The American Health Care Association (AHCA), the primary national trade association for the nursing home industry, reports that 94% of facilities responding to their recent survey report a shortage of staff and that nearly 75% report that staffing shortages have gotten worse since 2020.[1] As proposed by AHCA and LeadingAge, the trade association of not-for-profit providers, in their jointly-released Care For Our Seniors Act,[2] more reimbursement is needed. 81% of AHCA’s survey respondents agree that higher reimbursement would enable them to offer better salaries and benefits to their workers.[3]
We have heard this industry message before, many, many times. It’s time for a different response from the multi-billion dollar nursing home industry, most of whose reimbursement comes from public dollars.[4]
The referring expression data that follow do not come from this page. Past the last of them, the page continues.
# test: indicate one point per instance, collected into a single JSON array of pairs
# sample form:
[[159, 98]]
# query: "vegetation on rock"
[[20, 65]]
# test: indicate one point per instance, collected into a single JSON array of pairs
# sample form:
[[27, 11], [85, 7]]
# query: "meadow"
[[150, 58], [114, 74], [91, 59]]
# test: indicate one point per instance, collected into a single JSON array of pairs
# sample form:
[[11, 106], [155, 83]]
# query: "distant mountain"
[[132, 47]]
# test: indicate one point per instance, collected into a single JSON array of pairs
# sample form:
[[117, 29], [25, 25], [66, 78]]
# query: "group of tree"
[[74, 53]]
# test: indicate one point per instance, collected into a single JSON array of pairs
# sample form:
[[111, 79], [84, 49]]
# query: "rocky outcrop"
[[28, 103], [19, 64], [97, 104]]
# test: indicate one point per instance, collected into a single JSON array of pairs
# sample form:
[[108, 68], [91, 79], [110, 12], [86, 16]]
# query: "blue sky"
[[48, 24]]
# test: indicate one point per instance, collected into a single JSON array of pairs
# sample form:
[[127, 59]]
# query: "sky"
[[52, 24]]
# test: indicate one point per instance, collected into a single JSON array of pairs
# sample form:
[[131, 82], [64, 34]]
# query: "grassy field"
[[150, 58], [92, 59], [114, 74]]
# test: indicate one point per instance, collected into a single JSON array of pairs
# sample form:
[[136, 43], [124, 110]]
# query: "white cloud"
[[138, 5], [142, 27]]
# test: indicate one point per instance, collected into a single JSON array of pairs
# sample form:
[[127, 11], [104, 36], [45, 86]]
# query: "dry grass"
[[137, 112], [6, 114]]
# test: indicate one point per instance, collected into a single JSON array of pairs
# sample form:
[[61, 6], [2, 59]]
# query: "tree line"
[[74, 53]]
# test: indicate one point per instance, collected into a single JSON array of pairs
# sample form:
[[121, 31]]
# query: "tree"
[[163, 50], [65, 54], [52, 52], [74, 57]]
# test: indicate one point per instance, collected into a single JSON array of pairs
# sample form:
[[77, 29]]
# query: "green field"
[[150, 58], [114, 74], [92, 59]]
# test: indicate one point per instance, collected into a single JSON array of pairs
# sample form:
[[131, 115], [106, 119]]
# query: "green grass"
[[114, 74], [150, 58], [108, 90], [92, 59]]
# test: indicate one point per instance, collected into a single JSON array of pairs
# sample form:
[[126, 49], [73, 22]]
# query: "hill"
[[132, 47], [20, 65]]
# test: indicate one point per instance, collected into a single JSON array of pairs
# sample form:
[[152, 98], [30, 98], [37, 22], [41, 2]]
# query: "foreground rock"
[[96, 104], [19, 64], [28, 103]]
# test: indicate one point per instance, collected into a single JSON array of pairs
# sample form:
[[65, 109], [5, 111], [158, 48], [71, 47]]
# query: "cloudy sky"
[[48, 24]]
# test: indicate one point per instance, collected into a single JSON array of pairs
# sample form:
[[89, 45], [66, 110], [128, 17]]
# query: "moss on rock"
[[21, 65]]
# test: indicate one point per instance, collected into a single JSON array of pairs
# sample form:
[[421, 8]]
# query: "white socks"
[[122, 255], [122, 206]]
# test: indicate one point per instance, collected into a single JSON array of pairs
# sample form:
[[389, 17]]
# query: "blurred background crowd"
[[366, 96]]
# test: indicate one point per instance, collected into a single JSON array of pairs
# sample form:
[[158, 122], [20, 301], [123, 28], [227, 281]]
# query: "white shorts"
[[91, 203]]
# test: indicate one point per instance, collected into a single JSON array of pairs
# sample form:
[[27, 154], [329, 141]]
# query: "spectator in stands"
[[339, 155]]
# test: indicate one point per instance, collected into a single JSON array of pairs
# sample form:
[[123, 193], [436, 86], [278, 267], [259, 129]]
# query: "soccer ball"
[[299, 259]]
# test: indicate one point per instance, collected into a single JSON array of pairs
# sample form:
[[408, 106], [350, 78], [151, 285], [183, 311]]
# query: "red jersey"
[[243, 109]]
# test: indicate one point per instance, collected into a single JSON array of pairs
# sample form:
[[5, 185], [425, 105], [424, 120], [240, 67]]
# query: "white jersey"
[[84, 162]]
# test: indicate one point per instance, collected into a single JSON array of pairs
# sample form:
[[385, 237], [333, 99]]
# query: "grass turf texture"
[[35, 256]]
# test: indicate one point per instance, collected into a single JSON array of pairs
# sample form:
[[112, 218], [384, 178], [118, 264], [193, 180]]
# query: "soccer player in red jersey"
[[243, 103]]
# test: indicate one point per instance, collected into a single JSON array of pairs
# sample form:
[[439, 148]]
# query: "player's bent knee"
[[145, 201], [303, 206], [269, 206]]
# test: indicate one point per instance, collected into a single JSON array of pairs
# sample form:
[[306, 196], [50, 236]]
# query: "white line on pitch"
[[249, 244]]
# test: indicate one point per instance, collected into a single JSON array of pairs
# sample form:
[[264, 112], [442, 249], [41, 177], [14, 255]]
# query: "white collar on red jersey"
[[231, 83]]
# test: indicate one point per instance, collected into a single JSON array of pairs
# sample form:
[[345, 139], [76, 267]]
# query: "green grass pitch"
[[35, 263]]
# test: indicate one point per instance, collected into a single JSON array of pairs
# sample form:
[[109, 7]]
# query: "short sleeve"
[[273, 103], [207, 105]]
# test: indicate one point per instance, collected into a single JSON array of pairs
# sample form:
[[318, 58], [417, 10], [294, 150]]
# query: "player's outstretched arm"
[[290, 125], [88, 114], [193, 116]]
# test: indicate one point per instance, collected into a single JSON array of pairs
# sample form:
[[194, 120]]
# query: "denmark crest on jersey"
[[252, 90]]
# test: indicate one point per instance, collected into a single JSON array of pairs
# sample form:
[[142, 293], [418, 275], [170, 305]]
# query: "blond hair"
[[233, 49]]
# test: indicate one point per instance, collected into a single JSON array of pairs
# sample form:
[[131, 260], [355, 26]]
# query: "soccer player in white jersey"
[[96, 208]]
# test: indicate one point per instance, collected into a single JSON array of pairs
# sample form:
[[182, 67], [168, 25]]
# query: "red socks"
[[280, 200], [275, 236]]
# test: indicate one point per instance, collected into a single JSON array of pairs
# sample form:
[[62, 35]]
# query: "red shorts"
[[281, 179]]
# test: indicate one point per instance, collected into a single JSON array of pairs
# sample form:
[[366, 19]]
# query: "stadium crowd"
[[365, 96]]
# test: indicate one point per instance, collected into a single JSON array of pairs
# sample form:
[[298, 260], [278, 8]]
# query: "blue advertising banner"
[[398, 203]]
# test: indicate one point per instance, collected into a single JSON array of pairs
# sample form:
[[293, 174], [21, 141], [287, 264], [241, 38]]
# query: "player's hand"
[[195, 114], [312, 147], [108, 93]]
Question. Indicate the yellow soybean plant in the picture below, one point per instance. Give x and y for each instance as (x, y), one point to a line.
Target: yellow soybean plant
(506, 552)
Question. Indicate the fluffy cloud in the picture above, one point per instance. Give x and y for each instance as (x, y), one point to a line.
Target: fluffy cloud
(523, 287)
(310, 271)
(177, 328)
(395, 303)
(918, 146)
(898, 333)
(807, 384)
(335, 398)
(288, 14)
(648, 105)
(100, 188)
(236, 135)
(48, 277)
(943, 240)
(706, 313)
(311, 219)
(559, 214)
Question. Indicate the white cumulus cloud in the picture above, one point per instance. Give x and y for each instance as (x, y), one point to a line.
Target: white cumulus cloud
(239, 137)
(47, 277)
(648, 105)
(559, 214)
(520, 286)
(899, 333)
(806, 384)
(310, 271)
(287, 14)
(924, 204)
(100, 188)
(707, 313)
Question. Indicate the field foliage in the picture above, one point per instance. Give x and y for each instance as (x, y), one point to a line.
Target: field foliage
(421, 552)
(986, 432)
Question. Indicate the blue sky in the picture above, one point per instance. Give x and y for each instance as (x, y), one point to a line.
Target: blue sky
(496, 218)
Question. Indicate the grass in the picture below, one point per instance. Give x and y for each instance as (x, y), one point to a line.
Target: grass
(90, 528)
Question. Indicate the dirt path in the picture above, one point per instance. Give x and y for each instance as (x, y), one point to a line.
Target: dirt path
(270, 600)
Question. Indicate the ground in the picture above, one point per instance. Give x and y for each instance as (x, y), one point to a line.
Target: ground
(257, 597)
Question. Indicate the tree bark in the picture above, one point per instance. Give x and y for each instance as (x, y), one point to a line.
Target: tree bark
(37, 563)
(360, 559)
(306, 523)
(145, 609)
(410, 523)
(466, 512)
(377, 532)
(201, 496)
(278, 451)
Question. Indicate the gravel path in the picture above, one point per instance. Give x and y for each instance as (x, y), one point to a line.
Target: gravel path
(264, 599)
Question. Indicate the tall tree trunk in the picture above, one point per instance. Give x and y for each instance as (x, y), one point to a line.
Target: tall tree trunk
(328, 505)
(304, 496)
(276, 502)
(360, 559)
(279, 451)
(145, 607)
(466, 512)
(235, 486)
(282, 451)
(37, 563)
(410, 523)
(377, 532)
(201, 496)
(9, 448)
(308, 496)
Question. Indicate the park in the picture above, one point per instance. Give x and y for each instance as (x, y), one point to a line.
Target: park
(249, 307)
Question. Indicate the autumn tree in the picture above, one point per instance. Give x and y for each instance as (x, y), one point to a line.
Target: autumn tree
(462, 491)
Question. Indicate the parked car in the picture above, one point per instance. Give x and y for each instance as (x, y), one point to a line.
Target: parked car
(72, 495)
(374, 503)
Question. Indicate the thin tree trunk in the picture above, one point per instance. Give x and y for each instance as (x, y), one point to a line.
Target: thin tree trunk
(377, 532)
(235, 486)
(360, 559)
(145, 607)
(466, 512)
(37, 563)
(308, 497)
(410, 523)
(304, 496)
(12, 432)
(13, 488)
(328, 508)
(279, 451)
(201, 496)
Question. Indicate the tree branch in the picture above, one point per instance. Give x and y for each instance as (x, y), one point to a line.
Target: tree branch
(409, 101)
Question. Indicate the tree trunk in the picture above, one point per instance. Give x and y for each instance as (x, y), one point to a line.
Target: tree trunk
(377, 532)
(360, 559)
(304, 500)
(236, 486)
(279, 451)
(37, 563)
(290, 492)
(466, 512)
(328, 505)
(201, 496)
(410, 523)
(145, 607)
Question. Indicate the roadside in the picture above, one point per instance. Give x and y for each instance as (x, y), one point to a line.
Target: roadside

The Center has issued a new report that maintains that if facilities really want more staff, they must employ an appropriate number of permanent staff, pay all workers a living wage, and provide all workers with meaningful benefits, sufficient training, and a positive work environment. These recommendations are recognized by workers and nursing facilities alike as specific, straightforward ways to improve staffing levels and quality of care for nursing home residents.[5]
The report describes the need for a living wage for all workers and contends that facilities already have sufficient reimbursement to pay staff well, if reimbursement were redirected from administration and profits to resident care. It cites multiple reports documenting that facilities’ related-party transactions and on-going practices divert money from resident care and are correlated with poorer resident outcomes. It also suggests known strategies for focusing reimbursement on care, including enactment of direct care ratios, which require facilities to spend designated portions of their reimbursement on care and services for residents and which limit the amounts that can be spent on profits and administration.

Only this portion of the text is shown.